Reproductive Justice: “The world we want: An America where women have full decision-making authority over their bodies and unfettered access to health care.”
- Women of color experience maternal mortality rates nearly four times those of whites.
- The incidence of cervical cancer for Latinas is almost twice that of non-Latina white women, and black women and Latinas have the highest mortality rate from cervical cancer, a highly preventable disease (85 percent of women who die from cervical cancer never had a pap smear).
- In families with a new baby, 12.9 percent become poor in the month the child was born; this figure increases to 24.6 percent for female-headed households.
- 87 percent of U.S. counties, home to 35 percent of women of reproductive age, have no abortion provider.
- The U.S. teen pregnancy rate continues to be one of the highest in the industrialized world.
Safety: “The world we want: An America that protects women and girls from child sexual abuse, rape and assault.”
- Native American women are 2.5 times more likely to be raped or sexually assaulted than other women.
- 18 to 20 percent of female students suffer rape or another form of sexual assault during their college years.
- 90 percent of child sexual abuse cases are not reported.
- Female managers experience 137 percent more sexual harassment than women without supervisory authority.
- Today, a woman serving in Iraq or Afghanistan is more likely to be raped by a fellow service member than to be killed in the line of fire. Nearly on in three women is raped during her service, according to a Veterans Affairs Administration study.
- In 2000, sexual assault among youth aged 12 to 17 was 2.3 times higher than for adults. Adult retrospective studies show that one in four women and one in six men were sexually abused before the age of 18.
- When it comes to women and girls with developmental disabilities, as many as 83 percent are the victims of sexual assault at some point in their lifetime.
HUGE thanks to the Ms.

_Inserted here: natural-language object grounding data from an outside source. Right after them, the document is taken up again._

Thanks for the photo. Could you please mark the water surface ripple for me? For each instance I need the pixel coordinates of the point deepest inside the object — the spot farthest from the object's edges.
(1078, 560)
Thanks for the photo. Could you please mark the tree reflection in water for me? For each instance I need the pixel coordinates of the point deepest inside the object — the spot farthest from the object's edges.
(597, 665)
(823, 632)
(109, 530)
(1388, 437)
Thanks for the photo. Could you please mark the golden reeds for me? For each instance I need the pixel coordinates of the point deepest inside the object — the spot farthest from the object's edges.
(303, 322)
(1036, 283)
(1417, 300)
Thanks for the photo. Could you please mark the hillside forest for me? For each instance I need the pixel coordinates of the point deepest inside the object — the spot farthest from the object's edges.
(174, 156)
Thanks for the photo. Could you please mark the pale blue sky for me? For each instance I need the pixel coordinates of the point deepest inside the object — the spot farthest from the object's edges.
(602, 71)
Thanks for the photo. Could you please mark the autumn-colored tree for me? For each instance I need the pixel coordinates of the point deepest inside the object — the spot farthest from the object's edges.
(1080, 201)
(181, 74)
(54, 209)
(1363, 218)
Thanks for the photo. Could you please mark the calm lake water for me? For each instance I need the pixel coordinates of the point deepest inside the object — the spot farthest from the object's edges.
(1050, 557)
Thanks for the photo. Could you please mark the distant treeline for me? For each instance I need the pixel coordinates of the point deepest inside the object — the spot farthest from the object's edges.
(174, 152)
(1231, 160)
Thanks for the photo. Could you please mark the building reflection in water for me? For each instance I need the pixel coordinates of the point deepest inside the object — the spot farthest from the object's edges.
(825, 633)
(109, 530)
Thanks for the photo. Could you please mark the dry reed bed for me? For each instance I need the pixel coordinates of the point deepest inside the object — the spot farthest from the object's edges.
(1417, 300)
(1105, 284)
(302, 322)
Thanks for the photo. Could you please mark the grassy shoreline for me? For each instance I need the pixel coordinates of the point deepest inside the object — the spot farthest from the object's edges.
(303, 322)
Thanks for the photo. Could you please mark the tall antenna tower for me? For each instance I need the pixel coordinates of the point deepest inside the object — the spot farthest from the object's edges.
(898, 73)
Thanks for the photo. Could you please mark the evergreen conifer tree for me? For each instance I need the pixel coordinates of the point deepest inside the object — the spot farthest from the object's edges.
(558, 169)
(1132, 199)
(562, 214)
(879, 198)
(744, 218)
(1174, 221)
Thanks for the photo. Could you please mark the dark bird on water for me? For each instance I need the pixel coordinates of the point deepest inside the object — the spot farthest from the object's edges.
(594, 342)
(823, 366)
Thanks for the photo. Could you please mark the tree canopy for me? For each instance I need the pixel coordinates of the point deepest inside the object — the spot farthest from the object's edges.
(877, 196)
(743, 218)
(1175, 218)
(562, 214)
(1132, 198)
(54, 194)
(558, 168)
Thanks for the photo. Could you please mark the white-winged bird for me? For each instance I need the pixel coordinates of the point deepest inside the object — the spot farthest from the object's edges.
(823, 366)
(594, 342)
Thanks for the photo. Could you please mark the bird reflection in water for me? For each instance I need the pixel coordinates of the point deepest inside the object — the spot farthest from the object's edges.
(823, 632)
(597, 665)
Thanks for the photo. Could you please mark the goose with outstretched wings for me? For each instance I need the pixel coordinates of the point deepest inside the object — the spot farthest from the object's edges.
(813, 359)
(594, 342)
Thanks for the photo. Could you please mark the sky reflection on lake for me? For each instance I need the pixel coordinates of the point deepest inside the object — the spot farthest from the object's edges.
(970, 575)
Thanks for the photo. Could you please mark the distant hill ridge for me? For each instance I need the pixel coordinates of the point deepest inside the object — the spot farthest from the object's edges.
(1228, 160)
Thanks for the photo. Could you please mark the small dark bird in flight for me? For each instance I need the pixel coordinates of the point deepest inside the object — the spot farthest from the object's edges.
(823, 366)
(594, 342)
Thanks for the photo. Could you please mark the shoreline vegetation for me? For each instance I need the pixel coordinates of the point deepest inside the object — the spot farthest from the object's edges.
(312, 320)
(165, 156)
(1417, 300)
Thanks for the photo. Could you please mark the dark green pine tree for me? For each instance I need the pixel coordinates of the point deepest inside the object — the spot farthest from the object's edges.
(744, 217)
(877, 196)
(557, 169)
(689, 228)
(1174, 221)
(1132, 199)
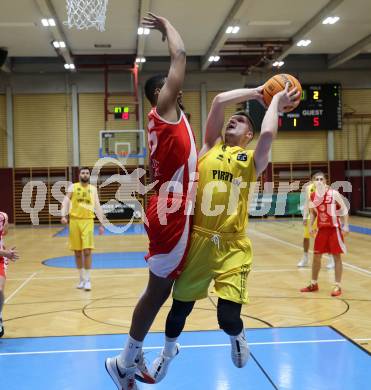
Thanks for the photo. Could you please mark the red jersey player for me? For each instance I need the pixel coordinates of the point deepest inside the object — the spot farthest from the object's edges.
(173, 160)
(328, 206)
(4, 256)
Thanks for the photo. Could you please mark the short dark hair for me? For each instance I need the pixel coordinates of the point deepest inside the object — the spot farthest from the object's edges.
(151, 85)
(246, 114)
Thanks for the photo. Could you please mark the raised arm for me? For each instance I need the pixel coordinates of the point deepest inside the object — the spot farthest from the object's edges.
(215, 119)
(167, 105)
(343, 212)
(270, 126)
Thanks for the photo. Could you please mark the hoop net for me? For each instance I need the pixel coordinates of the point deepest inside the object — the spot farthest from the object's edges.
(84, 14)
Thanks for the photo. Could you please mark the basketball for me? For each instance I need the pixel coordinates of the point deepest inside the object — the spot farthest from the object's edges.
(276, 84)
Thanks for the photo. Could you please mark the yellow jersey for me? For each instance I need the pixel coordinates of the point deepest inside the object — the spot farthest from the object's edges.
(83, 201)
(222, 201)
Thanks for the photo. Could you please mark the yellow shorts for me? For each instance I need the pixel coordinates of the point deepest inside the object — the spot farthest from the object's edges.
(306, 228)
(81, 234)
(225, 258)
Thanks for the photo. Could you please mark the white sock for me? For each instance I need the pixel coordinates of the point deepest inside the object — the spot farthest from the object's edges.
(87, 274)
(130, 352)
(239, 336)
(170, 346)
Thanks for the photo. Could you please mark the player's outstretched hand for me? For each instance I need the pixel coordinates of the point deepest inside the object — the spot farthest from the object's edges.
(259, 95)
(12, 254)
(155, 22)
(286, 97)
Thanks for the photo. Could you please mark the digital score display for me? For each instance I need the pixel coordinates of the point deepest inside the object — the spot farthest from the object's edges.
(319, 109)
(121, 113)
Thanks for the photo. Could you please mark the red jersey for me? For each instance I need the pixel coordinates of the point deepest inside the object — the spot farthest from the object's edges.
(173, 154)
(326, 207)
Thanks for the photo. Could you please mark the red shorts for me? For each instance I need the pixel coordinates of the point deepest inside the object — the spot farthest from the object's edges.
(3, 267)
(329, 240)
(169, 235)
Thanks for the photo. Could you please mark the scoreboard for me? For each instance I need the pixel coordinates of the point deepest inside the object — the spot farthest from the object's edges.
(319, 109)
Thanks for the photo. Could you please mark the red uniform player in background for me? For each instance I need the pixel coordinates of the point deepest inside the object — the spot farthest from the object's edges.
(328, 206)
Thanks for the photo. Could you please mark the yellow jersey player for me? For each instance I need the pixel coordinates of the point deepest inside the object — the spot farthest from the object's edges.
(310, 188)
(220, 250)
(82, 201)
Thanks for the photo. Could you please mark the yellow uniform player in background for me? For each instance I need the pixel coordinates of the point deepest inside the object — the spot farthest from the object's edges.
(220, 250)
(82, 201)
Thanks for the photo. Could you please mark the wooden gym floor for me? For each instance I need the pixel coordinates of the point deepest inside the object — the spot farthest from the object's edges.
(43, 300)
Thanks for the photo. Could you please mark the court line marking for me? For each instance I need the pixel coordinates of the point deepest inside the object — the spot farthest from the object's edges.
(20, 287)
(143, 274)
(350, 266)
(182, 347)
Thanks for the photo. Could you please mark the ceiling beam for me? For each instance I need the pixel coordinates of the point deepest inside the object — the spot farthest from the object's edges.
(144, 8)
(349, 53)
(221, 36)
(316, 19)
(47, 10)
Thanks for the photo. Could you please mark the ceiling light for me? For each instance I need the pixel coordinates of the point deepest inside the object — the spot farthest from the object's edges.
(48, 22)
(232, 29)
(214, 58)
(304, 42)
(278, 64)
(331, 20)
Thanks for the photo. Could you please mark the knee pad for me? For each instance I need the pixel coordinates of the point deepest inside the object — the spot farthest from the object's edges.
(229, 317)
(181, 309)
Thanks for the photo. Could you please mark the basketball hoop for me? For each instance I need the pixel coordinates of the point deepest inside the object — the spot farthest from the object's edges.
(84, 14)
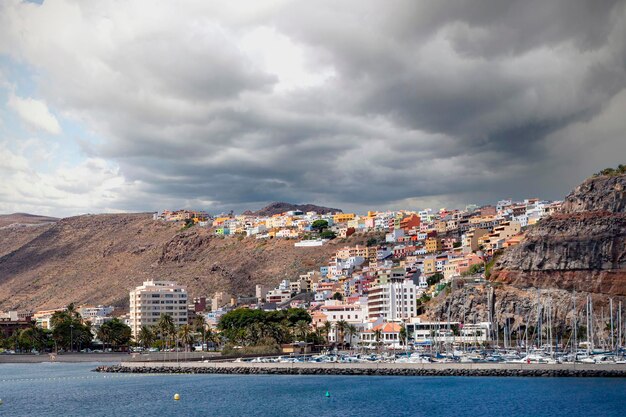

Foundation for this incredible work. I join you in celebrating 40 years!!!!!!! as a foundation and a leader in funding and supporting grass roots women’s organizations. I invite EVERYONE to the Gloria Awards (see video of her talking about it here) on May 13th 2013 to celebrate! With a special shout out to awardee Lauren Embrey, one of the most incredible women I am honored to know and call a friend. (and Women Moving Millions Board Member!)